И закатывался победоносным дьявольским смехом.

Что же произошло? Чем же занимался в долгие часы преподавания этот несчастный, чью грудь переполняла неумолимая страсть? Какой страшный замысел он осуществлял на своем уроке итальянского языка? Каким коварным и гнусным образом утолял он жажду мщения и почему, оставаясь в одиночестве, предавался безудержному злорадству?

Так вот, знайте: он преподавал несмышленой девушке основные слова итальянского языка в неправильной форме! Он сознательно прививал ей неправильное употребление слов, внося в самые расхожие формы небольшие изменения в написании; но то не было коренное преобразование слова, которое сразу бросалось бы в глаза; наставник менял слог, звук, а иногда просто переставлял ударение.

Например, вместо того, чтобы говорить «комический», он приучил ее говорить «конический»; вместо «гость» она говорила «кость».

В первое время, когда домашние еще не знали о гнусном замысле наставника, происходили странные вещи. Так, к примеру, однажды девушка заявила:

– Завтра на обед я хочу гробы.

– Да что ты, – сказали ей, – разве можно на обед гробы?

– Хочу гробы, хочу гробы!

На следующий день ей принесли пару гробов из красного дерева и поставили рядом со столом. Изабелла пришла в ярость, и прошло полгода, прежде чем родственники сообразили, что девочка в тот день просто хотела поесть грибов.

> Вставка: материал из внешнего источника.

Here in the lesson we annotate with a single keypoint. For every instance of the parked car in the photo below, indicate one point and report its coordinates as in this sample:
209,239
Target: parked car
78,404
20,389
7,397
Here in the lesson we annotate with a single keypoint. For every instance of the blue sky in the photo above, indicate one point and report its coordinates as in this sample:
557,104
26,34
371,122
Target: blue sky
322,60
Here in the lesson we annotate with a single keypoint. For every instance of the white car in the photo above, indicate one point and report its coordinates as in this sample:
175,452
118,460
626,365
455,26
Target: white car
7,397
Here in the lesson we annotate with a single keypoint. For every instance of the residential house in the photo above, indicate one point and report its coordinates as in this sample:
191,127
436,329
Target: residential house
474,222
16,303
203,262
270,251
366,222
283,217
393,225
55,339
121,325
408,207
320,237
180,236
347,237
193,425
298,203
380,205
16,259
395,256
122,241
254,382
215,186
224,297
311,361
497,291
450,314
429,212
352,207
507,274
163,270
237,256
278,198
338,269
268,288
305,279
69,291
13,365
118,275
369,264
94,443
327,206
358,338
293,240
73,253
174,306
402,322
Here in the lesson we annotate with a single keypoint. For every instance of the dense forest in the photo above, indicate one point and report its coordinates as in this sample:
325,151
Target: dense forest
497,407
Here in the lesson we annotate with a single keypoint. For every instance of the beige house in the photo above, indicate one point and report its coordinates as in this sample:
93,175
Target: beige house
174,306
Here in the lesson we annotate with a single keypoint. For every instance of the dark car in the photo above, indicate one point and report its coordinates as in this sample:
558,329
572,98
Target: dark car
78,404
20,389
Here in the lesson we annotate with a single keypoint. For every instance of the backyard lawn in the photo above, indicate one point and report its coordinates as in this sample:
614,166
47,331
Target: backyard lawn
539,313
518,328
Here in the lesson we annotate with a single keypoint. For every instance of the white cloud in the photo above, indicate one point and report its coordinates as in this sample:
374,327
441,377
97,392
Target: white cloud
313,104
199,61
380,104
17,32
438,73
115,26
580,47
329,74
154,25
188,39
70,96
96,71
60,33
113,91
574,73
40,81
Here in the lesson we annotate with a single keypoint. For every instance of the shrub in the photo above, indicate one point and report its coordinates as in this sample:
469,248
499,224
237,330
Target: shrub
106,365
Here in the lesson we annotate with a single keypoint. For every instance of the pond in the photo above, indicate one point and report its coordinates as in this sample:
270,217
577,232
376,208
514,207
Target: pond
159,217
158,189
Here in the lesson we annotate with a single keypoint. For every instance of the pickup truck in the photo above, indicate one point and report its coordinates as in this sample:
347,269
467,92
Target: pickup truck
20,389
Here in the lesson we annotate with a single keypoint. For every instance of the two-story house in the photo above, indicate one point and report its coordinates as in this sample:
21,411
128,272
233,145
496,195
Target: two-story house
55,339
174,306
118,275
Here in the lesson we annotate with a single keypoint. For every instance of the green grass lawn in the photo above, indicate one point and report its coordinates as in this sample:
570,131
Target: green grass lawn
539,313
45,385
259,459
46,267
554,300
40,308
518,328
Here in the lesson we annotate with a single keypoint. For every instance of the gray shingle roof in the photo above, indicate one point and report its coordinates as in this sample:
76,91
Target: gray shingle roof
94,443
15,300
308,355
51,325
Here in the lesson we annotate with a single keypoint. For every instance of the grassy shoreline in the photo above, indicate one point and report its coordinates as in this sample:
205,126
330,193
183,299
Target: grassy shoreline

В другой раз она выразила желание поесть сору. Домашние, привыкшие потакать всем ее капризам, собрали сор по углам. Изабелла затопала ногами. Вы уже поняли: она хотела не сору, а сыру. И таких случаев были тысячи. Однажды девушка не на шутку обеспокоила отца:

– Знаешь, – сказала она ему, – сегодня вечером тебя ожидает большая гадость.

Разумеется, она имела в виду радость.

– Доченька, – сказал ей отец, – еще раз мне скажешь такое, и меня хватит кондрашка.

В те же дни Изабелла целую неделю держала весь дом в напряжении, твердя про какой-то зуб. Потому что никто не мог понять, что за зуб она имеет в виду, когда, выглядывая в окно, она повторяла: «Да как же вы его не видите? Вон он!» Начали уже думать, что это видение, и девушка видит образ зуба, выпавшего у нее в детстве. Вызвали заклинателя, но бедняжка продолжала настаивать, что в саду она видит зуб.

Наконец, поняли, что она говорила про дуб.

Когда Джорджо Павони, которого все время отвлекали его глубокие исследования – в то время он сочинял гигантский труд, озаглавленный: «Существует ли такой мужчина, который действительно хоть раз подмигнул женщине?» – раскрыл гнусный замысел наставника, он выгнал его, как собаку. Но было слишком поздно. Основное зло уже совершилось, и не было никакой возможности отучить девушку от неправильного произношения многих слов. И если бы отец вмешался еще позже, наверное, все слова словаря в сознательно искаженном виде навсегда отпечатались бы в незрелом мозгу девушки.

Отвергнутый любовник, изгнанный наставник смеялся злым смехом, спускаясь в последний раз по парадной лестнице замка Фиоренцина.

– Я смеюсь, – кричал он, – я смеюсь, я смеюсь! Месть свершилась, первые уроки остаются в памяти навек, дурные уроки не забываются никогда!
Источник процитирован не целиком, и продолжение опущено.